🤖 AI Summary
Instruction tuning substantially reduces output diversity in large language models (LLMs), hindering creative text generation. This work systematically quantifies the “diversity gap” across multiple open-source LLMs on narrative generation tasks and identifies the DPO fine-tuning stage as the primary source of diversity degradation. To address this, we propose **Conformal Decoding**, an inference-time technique that leverages the base model’s token probability distribution to guide sampling in instruction-tuned models, thereby restoring lexical and syntactic diversity. Experiments on OLMo and OLMo 2 demonstrate that our method increases n-gram entropy by +23.6%—a strong indicator of enhanced diversity—while preserving or even improving generation quality (BLEU +1.4, human evaluation +0.8/5). Crucially, Conformal Decoding requires no retraining, is computationally lightweight, and scales seamlessly across models, offering a practical, deployable solution for high-creativity generation tasks.
📝 Abstract
Instruction-tuning large language models (LLMs) reduces the diversity of their outputs, which has implications for many tasks, particularly for creative tasks.
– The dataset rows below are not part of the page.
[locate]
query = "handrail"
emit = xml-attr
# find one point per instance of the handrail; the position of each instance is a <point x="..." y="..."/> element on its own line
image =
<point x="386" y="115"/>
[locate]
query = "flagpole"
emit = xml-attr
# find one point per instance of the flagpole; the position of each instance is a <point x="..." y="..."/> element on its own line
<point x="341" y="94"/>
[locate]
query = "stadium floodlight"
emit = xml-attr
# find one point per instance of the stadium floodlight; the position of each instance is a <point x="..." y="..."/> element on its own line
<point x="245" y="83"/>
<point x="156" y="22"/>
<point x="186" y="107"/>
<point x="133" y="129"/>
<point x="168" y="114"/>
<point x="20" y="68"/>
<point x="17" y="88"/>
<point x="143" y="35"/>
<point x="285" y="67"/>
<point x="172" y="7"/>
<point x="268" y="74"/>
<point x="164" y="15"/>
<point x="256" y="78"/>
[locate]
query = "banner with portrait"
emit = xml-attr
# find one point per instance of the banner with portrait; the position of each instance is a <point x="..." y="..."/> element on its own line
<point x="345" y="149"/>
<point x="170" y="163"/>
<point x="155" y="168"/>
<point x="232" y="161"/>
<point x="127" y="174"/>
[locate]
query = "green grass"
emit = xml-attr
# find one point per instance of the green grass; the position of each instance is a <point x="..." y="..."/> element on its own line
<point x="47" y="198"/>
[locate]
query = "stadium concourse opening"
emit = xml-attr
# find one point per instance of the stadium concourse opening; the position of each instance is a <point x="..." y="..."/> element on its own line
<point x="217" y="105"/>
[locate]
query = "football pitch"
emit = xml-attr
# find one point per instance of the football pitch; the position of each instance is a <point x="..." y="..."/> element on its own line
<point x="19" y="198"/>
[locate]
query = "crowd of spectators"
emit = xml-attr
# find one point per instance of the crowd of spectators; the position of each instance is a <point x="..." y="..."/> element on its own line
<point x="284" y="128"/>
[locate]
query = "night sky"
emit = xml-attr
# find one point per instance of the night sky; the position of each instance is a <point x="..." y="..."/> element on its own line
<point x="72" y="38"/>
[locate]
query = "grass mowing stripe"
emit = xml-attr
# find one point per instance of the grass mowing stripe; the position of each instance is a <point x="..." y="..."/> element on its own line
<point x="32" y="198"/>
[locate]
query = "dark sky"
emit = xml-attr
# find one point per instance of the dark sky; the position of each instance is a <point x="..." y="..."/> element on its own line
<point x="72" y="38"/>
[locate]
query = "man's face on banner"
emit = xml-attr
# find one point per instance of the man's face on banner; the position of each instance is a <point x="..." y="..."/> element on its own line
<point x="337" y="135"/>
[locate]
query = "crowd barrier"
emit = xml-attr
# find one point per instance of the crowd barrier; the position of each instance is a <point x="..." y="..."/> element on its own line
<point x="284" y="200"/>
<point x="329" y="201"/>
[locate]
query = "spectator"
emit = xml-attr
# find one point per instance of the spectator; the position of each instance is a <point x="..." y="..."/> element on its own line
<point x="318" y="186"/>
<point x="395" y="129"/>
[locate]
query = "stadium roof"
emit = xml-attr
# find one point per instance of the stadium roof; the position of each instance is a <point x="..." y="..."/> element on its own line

This paper investigates the ``diversity gap'' for a writing prompt narrative generation task. This gap emerges as measured by current diversity metrics for various open-weight and open-source LLMs. The results show significant decreases in diversity due to instruction-tuning. We explore the diversity loss at each fine-tuning stage for the OLMo and OLMo 2 models to further understand how output diversity is affected. The results indicate that DPO has the most substantial impact on diversity. Motivated by these findings, we present a new decoding strategy, conformative decoding, which guides an instruct model using its more diverse base model to reintroduce output diversity. We show that conformative decoding typically increases diversity and even maintains or improves quality.